Vi mulheres suspensas pelos seios, e perguntei: “Quem são essas mulheres, ó Gabriel?”. Ele respondeu-me: “São as mulheres que introduziram para seus maridos os seus filhos que não eram deles”.

A passagem de Miraj e Isra varia. O leitor poderá encontrar coisas que não mencionei aqui, contudo preferi por a passagem considerada mais autêntica, porque noutras há narradores da corrente, que são considerados fracos ou falsos.

Os descrentes desmentem ao Profeta Mohammad (SAWS)

Os caraixitas tinham o hábito de dispenderem o tempo sentaqdos no Haram, assim como o Profeta.

Na manhã seguinte à noite de Al Isrá e Miraj. Abu Jahal foi ao encontro do Profeta Mohammad (SAWS) no Haram. O Profeta contou-lhe tudo o que se tinha passado na noite anterior. Abu Jahal chamou a Tribo Bani Kaaba para ir escutar também. O Profeta contou-lhes o que tinha acontecido. Uns começaram a bater palmas escarnecendo, outros levaram as mãos a cabeça em espanto. Desmentindo-o todos foram ao encontro de Abu Bakr, correndo, para lhe narrarem o que tinham ouvido de Mohammad (SAWS), esperançados que ele renunciasse à Religião Islâmica, pois todos acharam que era um acontecimento anormal, impossível, e que Mohammad (SAWS) estava alucinado.
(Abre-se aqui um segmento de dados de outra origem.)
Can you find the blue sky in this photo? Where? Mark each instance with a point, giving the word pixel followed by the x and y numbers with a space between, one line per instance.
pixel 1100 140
Mas, Abu Bakr respondeu-lhes com muita firmeza dizendo: “Se ele (Mohammad) de fato vos contou isso, falou a verdade”. E os coraixitas perguntaram: “Tu confirmas o que Mohammad diz a respeito disto?”. Abu Bakr respondeu: “Eu confirmo-o nos assuntos mais longínquos que este, então porque não o confirmarei nisto?”. Desde esse dia Abu Bakr recebeu o título de “As Sidiq” (o confirmador). Os descrentes começaram então a testar o Profeta ao pedirem-lhe que descrevesse a Mesquita de Jerusalém. Por isso disseram a Mohammad (SAWS): “Dizes tu que numa noite viajaste de Macca à Jerusalém. Conta-nos como se parece a Mesquita de Jerusalém?” O Profeta na ocasião não tinha na mente a imagem do edifício da Mesquita de Jerusalém. Por isso, já estava preocupado (quando os coraixitas o pediram que a descrevesse). Mas, de repente, foi colocada à sua frente a imagem da Mesquita.. Os coraixitas iam perguntando e o Profeta (SAWS) ia respondendo pormenorizadamente como era a Mesquita.

Os coraixitas ficaram pasmados e reconheceram que na verdade não errou na descrição da mesquita de Jerusalém. Depois interrogaram-no acerca da caravana dos coraixitas que estava no regresso da Síria, e o Profeta descreveu-lhes a caravana tal como ela era, disse-lhes o numero de camelos, e o dia em que deveriam chegar. Tudo isso provou-se verdade. No entanto, os descrentes continuaram como tal, apenas se lhes aumentou a teimosia e o orgulho, dizendo que tudo aquilo era uma simples magia.

Na manhã seguinte à noite de Al Isrá e Miraj veio Gabriel e ensinou ao Profeta o modo de como fazer as orações e seus respectivos horários.